Bill waits, watching her.
“Part of the reason we’re divorced is because we don’t know how to talk to each other.”
“Look, I don’t walk in your shoes, but I see what I see, and I’ve been through a lot. I’ve lost people close to me, and in the end, it’s all about peace of mind and closure. You’ve gotta get to forgiveness.”
She has taken Richard in. She pulls down his underpants so he can pee, she wipes his urine off the toilet seat and the floor when he’s done, she suctions mucus out of his mouth all day, she reseals that damn mask onto his face all night, she pushes liquid food and water through a syringe into his stomach, she makes sure the den door is cracked open instead of shut so he can come and go. And a thousand other things. Now she’s supposed to forgive him, too? She wants to do the right thing, and she wants to please Bill, but she’s maxed out. Totally tapped.
“I can’t do any more than what I’m already doing for Richard.” She crosses her arms over her chest.

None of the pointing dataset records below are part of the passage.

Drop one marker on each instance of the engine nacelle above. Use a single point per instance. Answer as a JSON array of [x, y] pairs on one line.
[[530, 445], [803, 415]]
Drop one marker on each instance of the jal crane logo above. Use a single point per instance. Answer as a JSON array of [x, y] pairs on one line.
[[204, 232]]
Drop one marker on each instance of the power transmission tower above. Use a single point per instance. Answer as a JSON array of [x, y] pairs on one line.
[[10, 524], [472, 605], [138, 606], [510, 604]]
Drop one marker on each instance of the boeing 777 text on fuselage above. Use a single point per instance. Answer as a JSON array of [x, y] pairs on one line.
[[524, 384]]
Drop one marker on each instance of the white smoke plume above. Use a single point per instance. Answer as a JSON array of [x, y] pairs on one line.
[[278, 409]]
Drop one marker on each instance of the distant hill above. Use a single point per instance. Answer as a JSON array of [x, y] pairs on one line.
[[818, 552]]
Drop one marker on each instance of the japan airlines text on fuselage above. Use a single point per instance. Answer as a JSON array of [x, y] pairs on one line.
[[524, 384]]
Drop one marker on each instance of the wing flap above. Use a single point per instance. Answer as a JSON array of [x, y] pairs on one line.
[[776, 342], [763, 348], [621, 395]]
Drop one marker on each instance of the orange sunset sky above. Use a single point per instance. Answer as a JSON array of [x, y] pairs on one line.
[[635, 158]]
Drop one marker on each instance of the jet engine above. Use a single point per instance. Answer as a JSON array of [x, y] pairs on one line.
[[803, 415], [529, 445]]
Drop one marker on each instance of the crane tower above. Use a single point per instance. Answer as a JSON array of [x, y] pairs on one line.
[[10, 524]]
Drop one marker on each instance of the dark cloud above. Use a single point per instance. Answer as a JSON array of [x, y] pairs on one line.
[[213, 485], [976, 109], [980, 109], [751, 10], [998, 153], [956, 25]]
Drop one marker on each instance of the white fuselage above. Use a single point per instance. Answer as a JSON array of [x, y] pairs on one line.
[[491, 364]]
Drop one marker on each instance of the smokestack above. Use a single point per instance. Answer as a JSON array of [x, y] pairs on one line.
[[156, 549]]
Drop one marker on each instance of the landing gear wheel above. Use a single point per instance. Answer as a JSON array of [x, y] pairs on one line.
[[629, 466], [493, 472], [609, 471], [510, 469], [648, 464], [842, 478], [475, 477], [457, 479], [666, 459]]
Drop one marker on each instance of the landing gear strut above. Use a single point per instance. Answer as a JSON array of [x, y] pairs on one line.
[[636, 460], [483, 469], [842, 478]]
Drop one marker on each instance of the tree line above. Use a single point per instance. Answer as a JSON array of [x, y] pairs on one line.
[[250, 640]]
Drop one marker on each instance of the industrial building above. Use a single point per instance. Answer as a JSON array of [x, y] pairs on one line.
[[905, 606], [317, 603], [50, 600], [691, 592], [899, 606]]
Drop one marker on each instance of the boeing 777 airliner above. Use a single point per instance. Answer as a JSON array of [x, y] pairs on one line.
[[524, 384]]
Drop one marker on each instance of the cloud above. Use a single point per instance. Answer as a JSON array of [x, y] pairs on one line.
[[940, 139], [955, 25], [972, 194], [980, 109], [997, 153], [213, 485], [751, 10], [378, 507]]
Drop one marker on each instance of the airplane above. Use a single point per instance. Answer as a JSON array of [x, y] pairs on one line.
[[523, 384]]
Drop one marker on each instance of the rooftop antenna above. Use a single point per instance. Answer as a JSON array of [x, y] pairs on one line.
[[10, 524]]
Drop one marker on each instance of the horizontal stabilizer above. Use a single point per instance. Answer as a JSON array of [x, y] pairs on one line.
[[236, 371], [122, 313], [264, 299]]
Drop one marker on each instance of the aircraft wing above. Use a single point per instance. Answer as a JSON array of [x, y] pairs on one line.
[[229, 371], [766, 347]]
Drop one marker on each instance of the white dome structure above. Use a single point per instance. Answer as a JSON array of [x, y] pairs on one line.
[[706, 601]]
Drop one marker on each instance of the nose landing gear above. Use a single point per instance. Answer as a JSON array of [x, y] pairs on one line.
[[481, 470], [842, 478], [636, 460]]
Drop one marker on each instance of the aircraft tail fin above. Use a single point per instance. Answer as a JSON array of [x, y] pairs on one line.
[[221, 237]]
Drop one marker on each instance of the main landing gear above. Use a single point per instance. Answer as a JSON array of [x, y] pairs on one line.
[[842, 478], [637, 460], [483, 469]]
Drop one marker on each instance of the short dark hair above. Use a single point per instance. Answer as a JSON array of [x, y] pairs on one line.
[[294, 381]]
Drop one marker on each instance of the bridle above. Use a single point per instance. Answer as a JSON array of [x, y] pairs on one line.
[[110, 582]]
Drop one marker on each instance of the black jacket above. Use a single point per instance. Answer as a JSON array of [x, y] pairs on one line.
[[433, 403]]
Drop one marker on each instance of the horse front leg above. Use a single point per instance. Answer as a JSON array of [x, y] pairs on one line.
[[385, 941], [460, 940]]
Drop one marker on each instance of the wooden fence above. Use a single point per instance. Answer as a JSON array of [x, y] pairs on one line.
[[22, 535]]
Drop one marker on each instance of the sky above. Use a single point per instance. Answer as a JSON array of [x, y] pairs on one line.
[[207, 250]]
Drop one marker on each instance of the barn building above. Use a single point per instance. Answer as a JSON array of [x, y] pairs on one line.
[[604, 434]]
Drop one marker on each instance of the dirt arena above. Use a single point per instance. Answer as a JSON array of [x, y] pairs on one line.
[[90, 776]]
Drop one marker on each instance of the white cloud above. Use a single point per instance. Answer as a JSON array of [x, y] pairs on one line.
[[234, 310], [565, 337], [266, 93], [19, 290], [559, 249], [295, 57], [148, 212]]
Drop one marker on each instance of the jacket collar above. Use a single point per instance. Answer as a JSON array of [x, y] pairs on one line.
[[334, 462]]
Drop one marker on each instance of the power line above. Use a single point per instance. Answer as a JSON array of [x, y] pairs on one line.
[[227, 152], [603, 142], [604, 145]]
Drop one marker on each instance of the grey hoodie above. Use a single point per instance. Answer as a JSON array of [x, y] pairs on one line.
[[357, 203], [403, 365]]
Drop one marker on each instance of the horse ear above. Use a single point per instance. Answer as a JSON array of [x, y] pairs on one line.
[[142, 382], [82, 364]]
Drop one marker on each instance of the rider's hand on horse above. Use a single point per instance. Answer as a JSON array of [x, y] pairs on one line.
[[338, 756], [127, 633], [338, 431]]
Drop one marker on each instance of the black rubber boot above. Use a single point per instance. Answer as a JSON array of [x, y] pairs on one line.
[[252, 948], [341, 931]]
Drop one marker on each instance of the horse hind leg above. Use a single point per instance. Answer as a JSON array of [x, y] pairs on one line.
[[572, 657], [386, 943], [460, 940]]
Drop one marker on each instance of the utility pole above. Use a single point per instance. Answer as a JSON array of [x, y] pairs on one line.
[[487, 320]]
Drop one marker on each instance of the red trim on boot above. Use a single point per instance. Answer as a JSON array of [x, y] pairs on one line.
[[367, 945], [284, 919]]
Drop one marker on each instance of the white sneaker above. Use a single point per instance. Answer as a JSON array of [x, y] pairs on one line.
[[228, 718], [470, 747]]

“Sweetheart, forgiving Richard is for you. Not for him.”
She softens her stance, surprised to be considering this perspective. Forgiving Richard would be for me Could that really be true? She tries it on, but instead of feeling true like the sky is blue, it feels more like the sky is infinite space extending through more than one hundred billion galaxies. It could be true, but she can’t comprehend it.
“I don’t know if you’ve fully grasped this, but he’s probably not going to live to be ninety.”
“I know.”
“I wouldn’t wait too long then. You might just miss your chance.”
Bill looks her straight in the eye, making sure his words landed, and her heart beats faster as if it’s been warned or dared or threatened. She nods but has no idea yet what she’s agreeing to.